Speciation in gomphocerine grasshoppers: molecular phylogeny versus bioacoustics and courtship behavior
Varvara Vedenina (1), Nikolay Mugue (2)
1)Institute for Information Transmission Problems, Russian Academy of Sciences, B. Karetnyi per. 19, Moscow 127994, Russia E-mail: email@example.com
2) Koltzov Institute of Developmental Biology, Russian Academy of Sciences, Vavilov str. 26, Moscow 119034 Russia E-mail: firstname.lastname@example.org
To understand the driving forces of speciation in grasshoppers of the subfamily Gomphocerinae, we compared the molecular phylogenetic tree with the distribution of the song pattern complexity and courtship behavior. In 51 grasshopper species of Gomphocerinae, a barcoding region of mitochondrial gene COI was sequenced and analyzed. A plesiomorphic pattern of calling song was shown to be predominant in the species of the most basal cluster including the tribes Chrysochraontini, Dociostaurini and Arcypterini.
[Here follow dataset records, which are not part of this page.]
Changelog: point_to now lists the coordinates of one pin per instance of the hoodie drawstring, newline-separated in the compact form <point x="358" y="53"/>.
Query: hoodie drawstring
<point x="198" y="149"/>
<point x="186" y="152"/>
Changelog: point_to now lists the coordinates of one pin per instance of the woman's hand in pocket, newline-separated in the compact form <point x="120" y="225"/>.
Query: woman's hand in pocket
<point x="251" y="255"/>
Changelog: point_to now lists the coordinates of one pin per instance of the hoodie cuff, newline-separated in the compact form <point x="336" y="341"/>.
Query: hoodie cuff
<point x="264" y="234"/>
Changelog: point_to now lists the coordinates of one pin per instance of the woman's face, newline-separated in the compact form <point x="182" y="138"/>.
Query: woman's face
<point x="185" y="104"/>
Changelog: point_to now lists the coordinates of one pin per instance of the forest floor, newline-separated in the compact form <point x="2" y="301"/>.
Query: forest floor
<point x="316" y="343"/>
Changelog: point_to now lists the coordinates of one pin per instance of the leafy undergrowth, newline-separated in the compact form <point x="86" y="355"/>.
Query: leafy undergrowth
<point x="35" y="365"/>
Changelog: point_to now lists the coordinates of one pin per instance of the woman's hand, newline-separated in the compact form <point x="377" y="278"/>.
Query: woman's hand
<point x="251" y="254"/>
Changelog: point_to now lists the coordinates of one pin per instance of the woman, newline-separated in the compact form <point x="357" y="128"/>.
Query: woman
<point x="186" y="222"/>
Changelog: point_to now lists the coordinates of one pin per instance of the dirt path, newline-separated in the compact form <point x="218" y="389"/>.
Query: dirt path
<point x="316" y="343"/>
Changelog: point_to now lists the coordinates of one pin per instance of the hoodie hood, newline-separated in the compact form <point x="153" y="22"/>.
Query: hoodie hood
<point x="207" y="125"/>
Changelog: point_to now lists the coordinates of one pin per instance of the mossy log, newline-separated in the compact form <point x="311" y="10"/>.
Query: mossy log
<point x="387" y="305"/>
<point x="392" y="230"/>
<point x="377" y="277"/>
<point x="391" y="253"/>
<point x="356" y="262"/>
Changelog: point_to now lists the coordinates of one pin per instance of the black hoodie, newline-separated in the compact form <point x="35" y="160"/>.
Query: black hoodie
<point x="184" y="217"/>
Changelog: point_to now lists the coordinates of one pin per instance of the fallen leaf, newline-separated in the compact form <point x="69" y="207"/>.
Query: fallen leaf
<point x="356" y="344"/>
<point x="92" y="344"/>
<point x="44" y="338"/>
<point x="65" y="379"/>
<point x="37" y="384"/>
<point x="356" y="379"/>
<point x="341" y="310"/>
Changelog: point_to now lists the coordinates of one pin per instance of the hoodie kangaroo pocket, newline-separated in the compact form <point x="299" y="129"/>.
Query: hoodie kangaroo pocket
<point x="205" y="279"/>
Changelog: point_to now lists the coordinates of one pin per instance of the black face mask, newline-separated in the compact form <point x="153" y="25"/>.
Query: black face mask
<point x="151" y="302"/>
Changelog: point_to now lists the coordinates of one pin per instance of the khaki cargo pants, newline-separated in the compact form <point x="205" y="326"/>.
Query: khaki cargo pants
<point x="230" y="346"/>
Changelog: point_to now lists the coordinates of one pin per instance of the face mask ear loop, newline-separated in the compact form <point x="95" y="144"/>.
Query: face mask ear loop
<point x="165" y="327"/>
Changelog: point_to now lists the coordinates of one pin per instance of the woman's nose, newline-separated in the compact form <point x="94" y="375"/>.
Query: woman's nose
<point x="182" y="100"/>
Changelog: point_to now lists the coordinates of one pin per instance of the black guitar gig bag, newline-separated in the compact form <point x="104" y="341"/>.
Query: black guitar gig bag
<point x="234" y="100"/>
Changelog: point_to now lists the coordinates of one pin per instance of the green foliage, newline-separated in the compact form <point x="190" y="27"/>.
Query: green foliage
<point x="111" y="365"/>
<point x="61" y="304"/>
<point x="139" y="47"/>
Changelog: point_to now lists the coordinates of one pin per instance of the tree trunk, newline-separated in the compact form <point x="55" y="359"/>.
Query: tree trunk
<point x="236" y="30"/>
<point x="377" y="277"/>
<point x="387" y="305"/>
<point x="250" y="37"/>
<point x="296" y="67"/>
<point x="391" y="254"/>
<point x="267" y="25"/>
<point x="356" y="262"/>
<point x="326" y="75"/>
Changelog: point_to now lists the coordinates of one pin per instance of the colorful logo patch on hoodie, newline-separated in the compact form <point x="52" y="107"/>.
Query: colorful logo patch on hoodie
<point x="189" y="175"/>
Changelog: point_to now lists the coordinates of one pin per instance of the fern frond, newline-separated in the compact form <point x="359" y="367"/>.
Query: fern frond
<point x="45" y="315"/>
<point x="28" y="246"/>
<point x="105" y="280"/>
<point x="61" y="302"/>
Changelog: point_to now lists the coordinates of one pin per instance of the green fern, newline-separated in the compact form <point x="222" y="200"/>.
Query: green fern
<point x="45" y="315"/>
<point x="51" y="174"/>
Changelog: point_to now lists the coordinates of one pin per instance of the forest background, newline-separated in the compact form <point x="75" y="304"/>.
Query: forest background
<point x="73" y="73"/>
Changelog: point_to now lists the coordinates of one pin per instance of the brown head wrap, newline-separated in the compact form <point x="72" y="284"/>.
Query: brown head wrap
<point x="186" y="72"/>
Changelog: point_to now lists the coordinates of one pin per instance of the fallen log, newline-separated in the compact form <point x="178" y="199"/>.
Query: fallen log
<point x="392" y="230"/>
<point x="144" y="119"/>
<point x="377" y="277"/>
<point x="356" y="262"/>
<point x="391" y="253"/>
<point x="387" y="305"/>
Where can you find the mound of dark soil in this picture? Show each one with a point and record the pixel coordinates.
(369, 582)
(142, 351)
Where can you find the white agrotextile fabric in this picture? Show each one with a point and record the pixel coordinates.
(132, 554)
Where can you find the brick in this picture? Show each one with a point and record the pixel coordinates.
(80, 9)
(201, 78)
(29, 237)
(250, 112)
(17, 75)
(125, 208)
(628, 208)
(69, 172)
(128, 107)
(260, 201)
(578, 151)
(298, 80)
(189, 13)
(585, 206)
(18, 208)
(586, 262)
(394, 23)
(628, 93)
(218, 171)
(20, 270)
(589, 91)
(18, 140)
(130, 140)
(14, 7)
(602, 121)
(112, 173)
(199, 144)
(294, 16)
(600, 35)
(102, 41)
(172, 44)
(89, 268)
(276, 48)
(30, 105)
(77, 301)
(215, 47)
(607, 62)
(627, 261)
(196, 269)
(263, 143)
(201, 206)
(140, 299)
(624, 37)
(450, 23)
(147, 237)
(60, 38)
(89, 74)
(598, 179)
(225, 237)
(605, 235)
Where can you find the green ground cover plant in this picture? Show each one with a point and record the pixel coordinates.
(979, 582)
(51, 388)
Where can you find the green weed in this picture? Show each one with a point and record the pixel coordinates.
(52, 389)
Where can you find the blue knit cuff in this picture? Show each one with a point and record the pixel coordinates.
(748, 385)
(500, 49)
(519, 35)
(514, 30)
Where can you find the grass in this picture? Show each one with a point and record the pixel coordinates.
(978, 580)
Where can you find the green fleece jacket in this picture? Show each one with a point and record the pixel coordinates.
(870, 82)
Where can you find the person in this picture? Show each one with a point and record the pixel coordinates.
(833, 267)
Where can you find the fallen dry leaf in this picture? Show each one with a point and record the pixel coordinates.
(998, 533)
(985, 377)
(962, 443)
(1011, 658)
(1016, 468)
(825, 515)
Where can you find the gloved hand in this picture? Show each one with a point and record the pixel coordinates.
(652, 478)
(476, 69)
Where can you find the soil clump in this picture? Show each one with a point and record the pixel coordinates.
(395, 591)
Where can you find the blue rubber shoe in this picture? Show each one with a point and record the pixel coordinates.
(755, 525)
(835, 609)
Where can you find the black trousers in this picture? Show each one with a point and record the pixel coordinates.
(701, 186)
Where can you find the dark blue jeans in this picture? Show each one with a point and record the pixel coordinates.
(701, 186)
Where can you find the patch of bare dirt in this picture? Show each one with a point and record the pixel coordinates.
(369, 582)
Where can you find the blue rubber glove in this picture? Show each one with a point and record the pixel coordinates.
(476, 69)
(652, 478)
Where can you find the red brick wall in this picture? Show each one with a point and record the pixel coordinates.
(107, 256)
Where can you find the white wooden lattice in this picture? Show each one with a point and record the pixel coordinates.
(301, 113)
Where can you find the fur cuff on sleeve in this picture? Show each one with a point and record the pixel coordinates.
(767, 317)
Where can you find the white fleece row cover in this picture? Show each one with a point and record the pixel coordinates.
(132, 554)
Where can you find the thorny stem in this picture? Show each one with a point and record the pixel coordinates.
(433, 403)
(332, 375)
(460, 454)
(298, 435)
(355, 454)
In the tribes Stenobothrini and Gomphocerini, plesiomorphic pattern of the calling song was found in less than half of the species studied; others demonstrated the increasing song complexity. The species of the basal cluster of the phylogenetic tree did not show complex courtship songs. Courtship songs that are different and more complex than the calling songs were only found in about half of species belonging to the tribes Stenobothrini and Gomphocerini. Most species with complex courtship (species of Stenobothrus genus, of Chorthippus albomarginatus group) were shown to be recently diverged species. Comparison of visual display accompanying complex courtship song revealed similarities between the species from different groups. According to the molecular phylogeny, complex courtship behavior in Gomphocerinae evolved independently and convergently. Since the courtship song can be used by a female to judge the mate quality, sexual selection is suggested to be the main driving force of rapid speciation in these young species.